In 2015, the CMHC says Multiple Listing Service sales are expected to range from 455,800 to 502,900 units, with and average price of $396,500 to $416,900.
Across the various regions, housing starts in the Prairies are projected to increase to 52,900 units in 2014 before moderating to 50,800 in 2015, as net migration to that part of the country is expected to decline from the record achieved in 2013, as is employment growth.
Ontario housing activity will regain momentum through the course of 2014 before easing later in 2015, with housing starts in that province ranging between 50,900 and 63,300 units over the next two years.
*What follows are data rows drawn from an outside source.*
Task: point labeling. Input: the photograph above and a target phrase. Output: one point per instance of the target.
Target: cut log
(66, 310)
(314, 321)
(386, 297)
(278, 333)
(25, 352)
“An improving economy by 2015 and less out-migration to western Canada will provide support to the broader Ontario housing market,” the CMHC said. “As home prices continue to rise, albeit at a more modest pace, demand will shift to less expensive housing both by type and geography.”
Quebec housing starts are expected to amount to 38,400 units in 2014 and 38,700 units in 2015, as moderate economic and employment growth will hold back demand for existing and new homes.
In Atlantic Canada, housing starts are expected to decline close to 14 per cent in 2014 and a further three per cent in 2015, amid a slowdown in economic growth.
Earlier this week, CMHC said in its monthly update that housing starts increased to a seasonally adjusted annual pace of 200,098 in July, a slight increase from 198,665 in June.
It was the fifth consecutive monthly increase in new housing construction, with gains in urban starts were concentrated in Ontario and Atlantic Canada, while the Prairie provinces and Quebec all recorded declines. There were also modest decreases in British Columbia.
On Wednesday, the Teranet National Bank National Composite House Price Index reported home prices were also up in July, rising 1.1 per cent from the previous month and exceeding the historical average for July. The index measures price changes for repeat sales of single-family homes.
A separate condo report commissioned by Genworth Canada, also out Wednesday, found that population, economic and employment growth all point to a stabilizing of the Canadian condominium market, suggesting that while pockets of higher risk still exist in Toronto and Vancouver, a broad-based downturn is unlikely.